What you might try to do is to re-check that cache is still valid after the lookup is done, i.e. that pshared_htgen did not changed. This would also require fences around internal lookup access to cache to ensure that loads from htgen are ordered with cache.

lib/libthr/thread/thr_pshared.c
86

Yeah, I'm just trying to get something for free. Unfortunately, my current solution is unable leverage the "promise" noted in the last sentence of the following:

If an atomic store in thread A is tagged memory_order_release, an atomic load in thread B from the same variable is tagged memory_order_acquire, and the load in thread B reads a value written by the store in thread A, then the store in thread A synchronizes-with the load in thread B.

All memory writes (including non-atomic and relaxed atomic) that happened-before the atomic store from the point of view of thread A, become visible side-effects in thread B. That is, once the atomic load is completed, thread B is guaranteed to see everything thread A wrote to memory. This promise only holds if B actually returns the value that A stored, or a value from later in the release sequence.

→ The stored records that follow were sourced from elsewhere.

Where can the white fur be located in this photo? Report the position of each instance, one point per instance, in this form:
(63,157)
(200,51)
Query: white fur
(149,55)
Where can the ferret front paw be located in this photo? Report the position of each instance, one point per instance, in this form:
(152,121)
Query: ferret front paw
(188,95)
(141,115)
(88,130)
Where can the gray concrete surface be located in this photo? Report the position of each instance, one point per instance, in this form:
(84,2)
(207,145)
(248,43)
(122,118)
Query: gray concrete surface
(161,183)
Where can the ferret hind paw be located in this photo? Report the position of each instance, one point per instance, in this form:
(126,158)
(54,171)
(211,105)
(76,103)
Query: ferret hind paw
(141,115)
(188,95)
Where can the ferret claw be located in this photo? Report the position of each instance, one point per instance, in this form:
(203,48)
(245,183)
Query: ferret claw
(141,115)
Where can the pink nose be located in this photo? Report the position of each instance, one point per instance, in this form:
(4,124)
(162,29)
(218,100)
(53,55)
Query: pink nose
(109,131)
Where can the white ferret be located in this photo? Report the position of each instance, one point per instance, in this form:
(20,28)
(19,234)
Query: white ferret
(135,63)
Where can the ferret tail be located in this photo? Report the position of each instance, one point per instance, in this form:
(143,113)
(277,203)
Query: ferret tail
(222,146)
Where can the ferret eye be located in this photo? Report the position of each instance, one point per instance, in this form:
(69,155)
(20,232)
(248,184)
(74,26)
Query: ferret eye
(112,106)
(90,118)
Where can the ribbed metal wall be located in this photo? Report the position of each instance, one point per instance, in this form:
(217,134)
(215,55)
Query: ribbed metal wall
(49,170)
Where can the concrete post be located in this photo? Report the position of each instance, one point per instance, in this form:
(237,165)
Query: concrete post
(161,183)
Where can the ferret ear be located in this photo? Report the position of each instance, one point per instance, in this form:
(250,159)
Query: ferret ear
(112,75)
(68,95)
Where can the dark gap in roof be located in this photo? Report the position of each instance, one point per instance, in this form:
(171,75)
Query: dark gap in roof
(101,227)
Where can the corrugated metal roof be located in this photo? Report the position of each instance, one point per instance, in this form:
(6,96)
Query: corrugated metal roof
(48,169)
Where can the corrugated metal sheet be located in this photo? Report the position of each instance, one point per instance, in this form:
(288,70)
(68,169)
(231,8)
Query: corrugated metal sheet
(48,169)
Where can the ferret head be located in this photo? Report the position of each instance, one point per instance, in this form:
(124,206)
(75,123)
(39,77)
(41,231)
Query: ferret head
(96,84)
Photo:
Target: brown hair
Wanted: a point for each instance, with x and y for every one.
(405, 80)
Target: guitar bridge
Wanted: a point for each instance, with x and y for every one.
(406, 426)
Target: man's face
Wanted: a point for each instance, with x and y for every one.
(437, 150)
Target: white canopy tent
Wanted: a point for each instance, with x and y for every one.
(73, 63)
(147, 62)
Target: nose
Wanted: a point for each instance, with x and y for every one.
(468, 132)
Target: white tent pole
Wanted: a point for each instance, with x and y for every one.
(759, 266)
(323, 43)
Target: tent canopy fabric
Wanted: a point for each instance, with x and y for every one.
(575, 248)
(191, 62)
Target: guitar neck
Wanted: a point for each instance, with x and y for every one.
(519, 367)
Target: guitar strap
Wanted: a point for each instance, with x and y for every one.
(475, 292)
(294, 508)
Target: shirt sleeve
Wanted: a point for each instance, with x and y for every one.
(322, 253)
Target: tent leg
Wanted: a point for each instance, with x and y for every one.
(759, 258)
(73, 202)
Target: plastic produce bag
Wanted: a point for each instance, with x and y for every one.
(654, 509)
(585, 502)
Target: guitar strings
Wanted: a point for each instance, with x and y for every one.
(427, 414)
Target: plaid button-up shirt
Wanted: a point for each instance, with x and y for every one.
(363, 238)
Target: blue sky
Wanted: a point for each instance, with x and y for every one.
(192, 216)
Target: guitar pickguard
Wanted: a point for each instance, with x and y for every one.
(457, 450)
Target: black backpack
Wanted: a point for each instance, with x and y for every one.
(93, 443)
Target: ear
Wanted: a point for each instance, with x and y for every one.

Lemme try out your idea, that looks good, thanks! I have another, different idea, but it's heavier weight, so if I can get your idea implemented correctly then I think it will perform much better and be on-par with my current, albeit racy solution.

lib/libthr/thread/thr_pshared.c
86

I realized that what I described is half-done (and half-functional) seq lock. Take a look at sys/seqc.h. It should be easy to adopt the approach to the userspace. In all places where kernel does spinwait, thr_pshared.c would probably need invalidate the cache instead.

Updated to quasi-follow seqlock semantics from seqc.h for continued discussion...

lib/libthr/thread/thr_pshared.c
86

Thanks Konstantin, I've updated the patch to follow what I see in seqc.h, although pshared_lookup() is a bit of a mashup of seqc_read() and seqc_consistent(). Hopefully I didn't miss anything, curious to see what you think...

Refactor to more closely follow seqc.h.

I tried to organize my thought about this cache proposal, and I do think that I managed to understand it better now.

First, current 'locking' schemas are centered about an idea of invalidating cache on lock object destroy, i.e. not returning the cached answer if the key was removed. IMO this is too bold, and probably not achievable with unlocked code, since you could always read a stale value. More, this case is not too interesting, because in this case it means that application tries to use destroyed lock object, which is an application but.

Second, I now think that the (only) real problem there is ABA: application creates lock for key K and mapping at V1, then destroys it, then initializes another lock object with the key K and a new mapping at V2. If cache could return K/V1 after V2 is instantiated, we are in trouble. Of course, ensuring that thread-local caches forget about K right on K/V1 deletion would solve V1->V2 problem as well, but I do not see how make it work.

I think I have more or less workable scheme to make look-aside cache working.

First, make the cache global instead of thread-local. Second, store (key, val) into the cache cell. This requires something like cmpxchg16b/cmpxchg8 on x86, or ll/cs of double-word width on other arches, which should have it (if not, disable the cache). Store the (key, val) on shared lock creation or first lookup, delete is optional in fact. Read from cache should read whole cell (key, val) atomically. Again, on x86 double-CAS is good, other arches should have a way.

The key observation is that, if app does a lookup by key, then it must ensure by some means that the key is alive, we do not care how it ensured. Then, whatever we looked up from the global cache, is either valid, or it is app error to access it.